- 흑표비객
- Directed by: Kim Si-Hyun
- Starring: Dragon Lee Casanova Wong
- Distributed by: Hansen Media Corporation An Asso Asia Film
- Release date: 10 December 1977;
- Running time: 100 minutes
- Languages: Korean, Cantonese

= Enter the Invincible Hero =

1977 South Korean-Hong Kong film by Kim Si-Hyun

Secret Bandit of Black Leopard commonly known as its international title Enter the Invincible Hero is 1977 Bruceploitation martial arts drama film starring a Korean Bruce Lee imitator Dragon Lee and Taekwondo master Casanova Wong. It is one of Dragon Lee and Casanova Wong's first collaboration.

==Plot==
Ti-Meng (Dragon Lee) the young man who is looking for the job offers his services for protection outfit. When the money from the village has stolen from the bandits Meng was compensate and everyone blamed him for losing all the money.
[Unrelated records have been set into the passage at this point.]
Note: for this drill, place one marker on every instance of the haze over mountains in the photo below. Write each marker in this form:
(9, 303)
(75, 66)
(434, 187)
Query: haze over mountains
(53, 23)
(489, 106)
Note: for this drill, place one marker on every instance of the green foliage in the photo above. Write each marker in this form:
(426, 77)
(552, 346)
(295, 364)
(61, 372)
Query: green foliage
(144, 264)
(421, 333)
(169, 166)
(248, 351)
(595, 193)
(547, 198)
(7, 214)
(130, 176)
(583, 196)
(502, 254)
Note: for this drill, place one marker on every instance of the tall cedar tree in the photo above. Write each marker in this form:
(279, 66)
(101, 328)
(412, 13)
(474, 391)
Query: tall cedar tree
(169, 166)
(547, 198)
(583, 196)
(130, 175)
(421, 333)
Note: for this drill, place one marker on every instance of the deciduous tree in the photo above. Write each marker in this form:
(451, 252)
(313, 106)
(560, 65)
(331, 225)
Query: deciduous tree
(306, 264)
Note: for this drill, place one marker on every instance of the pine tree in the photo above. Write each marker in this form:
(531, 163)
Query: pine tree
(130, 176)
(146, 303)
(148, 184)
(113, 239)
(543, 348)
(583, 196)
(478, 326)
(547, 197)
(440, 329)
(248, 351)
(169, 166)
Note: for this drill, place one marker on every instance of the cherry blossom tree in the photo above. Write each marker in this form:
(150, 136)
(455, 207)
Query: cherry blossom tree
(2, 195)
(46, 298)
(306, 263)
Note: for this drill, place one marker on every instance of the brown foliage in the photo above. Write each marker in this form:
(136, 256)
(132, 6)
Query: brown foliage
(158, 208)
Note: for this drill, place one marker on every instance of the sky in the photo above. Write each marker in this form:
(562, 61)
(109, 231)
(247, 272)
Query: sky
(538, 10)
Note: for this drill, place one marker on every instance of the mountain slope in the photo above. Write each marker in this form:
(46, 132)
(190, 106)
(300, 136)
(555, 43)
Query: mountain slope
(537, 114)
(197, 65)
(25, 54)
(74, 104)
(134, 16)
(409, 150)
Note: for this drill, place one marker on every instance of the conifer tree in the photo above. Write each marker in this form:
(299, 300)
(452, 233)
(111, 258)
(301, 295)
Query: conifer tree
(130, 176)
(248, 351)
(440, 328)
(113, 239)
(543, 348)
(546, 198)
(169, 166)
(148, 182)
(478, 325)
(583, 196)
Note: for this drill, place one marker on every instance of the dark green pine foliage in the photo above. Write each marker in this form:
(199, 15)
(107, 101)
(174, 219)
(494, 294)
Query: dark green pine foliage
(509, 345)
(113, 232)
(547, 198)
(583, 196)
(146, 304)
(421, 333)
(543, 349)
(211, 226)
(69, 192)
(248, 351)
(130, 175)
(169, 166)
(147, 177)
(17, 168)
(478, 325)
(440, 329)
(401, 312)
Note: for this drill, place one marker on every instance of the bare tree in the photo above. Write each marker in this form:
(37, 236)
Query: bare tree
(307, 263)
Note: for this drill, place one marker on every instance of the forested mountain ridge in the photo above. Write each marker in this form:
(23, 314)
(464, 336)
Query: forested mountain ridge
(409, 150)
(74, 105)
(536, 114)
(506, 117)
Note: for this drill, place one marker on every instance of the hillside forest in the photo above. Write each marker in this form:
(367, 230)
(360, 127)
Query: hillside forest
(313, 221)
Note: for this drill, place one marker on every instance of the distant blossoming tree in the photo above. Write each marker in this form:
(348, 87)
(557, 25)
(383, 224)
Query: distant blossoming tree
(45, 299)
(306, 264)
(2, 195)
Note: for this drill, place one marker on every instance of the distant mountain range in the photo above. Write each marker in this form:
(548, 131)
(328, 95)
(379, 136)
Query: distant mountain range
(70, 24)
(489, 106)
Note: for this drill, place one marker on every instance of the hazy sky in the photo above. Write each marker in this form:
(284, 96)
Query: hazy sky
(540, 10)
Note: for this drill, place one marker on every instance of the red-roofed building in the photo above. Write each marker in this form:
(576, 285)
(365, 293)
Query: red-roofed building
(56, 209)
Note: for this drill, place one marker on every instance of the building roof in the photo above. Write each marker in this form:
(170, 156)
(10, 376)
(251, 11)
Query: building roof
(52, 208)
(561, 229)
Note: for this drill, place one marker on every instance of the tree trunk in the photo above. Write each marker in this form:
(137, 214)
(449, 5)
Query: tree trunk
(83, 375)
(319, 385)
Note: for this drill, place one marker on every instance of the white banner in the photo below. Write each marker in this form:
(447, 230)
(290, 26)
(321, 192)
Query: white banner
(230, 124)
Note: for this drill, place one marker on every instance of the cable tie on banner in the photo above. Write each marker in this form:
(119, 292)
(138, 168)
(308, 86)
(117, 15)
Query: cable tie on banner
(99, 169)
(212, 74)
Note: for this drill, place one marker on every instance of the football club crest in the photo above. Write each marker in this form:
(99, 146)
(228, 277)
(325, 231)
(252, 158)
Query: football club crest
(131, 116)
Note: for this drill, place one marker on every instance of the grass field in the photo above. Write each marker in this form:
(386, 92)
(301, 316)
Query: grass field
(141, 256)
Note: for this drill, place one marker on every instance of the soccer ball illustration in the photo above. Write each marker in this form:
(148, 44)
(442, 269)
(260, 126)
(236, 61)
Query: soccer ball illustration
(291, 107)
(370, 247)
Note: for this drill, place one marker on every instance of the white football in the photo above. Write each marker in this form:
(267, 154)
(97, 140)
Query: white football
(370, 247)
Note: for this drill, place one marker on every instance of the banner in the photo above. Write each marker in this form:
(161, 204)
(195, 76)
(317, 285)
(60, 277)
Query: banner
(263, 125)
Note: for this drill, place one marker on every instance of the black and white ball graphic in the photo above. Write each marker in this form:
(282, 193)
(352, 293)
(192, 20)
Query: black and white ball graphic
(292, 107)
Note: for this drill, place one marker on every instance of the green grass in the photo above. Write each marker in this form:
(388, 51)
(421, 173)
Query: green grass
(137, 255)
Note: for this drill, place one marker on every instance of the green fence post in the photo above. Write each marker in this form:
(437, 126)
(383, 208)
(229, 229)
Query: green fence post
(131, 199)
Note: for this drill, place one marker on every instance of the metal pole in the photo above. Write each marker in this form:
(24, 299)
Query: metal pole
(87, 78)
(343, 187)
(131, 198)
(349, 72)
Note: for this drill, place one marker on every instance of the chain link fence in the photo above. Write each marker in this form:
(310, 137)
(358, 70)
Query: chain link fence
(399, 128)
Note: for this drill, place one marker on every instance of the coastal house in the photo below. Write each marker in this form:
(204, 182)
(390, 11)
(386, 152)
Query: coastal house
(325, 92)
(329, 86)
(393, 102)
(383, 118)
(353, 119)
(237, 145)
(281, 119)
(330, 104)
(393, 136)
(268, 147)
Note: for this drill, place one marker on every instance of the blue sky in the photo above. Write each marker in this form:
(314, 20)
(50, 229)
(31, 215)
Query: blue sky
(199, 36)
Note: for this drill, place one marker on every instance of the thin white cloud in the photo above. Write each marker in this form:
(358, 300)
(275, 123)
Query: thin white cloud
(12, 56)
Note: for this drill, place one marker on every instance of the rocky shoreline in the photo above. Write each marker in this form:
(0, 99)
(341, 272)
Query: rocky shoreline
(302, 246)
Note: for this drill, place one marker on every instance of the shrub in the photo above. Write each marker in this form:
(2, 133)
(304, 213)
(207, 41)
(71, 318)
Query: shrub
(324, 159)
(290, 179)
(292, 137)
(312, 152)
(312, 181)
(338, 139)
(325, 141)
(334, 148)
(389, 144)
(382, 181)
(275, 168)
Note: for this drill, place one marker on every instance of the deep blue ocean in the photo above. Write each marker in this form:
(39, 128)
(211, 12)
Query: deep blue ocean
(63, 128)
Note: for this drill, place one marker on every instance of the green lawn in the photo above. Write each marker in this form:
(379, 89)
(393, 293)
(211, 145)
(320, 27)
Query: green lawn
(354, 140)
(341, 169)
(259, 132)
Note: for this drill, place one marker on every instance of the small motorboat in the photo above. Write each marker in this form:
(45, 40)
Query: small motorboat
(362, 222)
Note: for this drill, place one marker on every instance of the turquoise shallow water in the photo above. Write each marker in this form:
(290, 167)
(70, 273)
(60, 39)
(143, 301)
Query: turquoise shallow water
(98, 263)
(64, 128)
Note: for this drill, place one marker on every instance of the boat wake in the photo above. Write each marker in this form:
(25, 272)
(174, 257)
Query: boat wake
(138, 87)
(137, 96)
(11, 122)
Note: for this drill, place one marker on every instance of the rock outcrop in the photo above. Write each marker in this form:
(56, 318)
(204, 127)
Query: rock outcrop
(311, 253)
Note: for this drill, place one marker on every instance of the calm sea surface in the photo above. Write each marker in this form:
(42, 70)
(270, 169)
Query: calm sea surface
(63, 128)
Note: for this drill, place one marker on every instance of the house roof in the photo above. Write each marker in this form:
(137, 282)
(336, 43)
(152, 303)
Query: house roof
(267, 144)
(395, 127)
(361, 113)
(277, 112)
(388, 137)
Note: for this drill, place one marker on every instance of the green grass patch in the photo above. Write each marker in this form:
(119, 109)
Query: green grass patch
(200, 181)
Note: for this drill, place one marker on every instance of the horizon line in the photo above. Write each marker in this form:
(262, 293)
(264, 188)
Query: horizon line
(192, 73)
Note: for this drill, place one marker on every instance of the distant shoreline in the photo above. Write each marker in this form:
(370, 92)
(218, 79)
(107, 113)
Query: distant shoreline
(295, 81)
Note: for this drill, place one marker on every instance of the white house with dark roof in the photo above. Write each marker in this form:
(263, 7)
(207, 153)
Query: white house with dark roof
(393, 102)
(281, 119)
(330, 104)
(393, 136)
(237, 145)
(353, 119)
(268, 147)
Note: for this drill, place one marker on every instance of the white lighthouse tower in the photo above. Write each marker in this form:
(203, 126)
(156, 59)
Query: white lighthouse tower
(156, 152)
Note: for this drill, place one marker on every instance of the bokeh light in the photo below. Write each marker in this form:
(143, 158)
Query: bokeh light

However it turns out that all the money was stolen from the Pang (Casanova Wong) who is also Ti-Meng's old school friend. Ti-Meng finds out the whole situation and decided to get all the money back from Pang. at first pang humiliates and defeats Ti-Meng. at the end fight Ti-meng defeats and kills pang with his new art

==Cast==
- Dragon Lee - Ti-Meng
- Casanova Wong - Pang
- Choi Min Kyu - Wu Tin
- Lee Ye Min - Mr.Lee
- Kim Young Suk - Pang's gang
- Danny Tsui - as Pang's gang
- Chen Shao Lung - Killer of Pang's father (Archive footage from THE MAGNIFICENT)
- Lee Hoi Sang - (Intro fighter, archive footage from ENTER THREE DRAGONS)
- Seo Jeong Ah - Mr. Lee's daughter
- Kim Won Jin - extra

==Reception==
In webpage Oocities the movie was fairly receive pretty well. J. Doyle Walls DVD Talk mentioned that movie is fairly decent as a Bruceploitation
standard

==Production==
Unlike usual Godfrey Ho movie the movie did not use that much cut and paste technique. However some of the archive footage from Enter Three Dragons and The Magnificent have been used in the movie.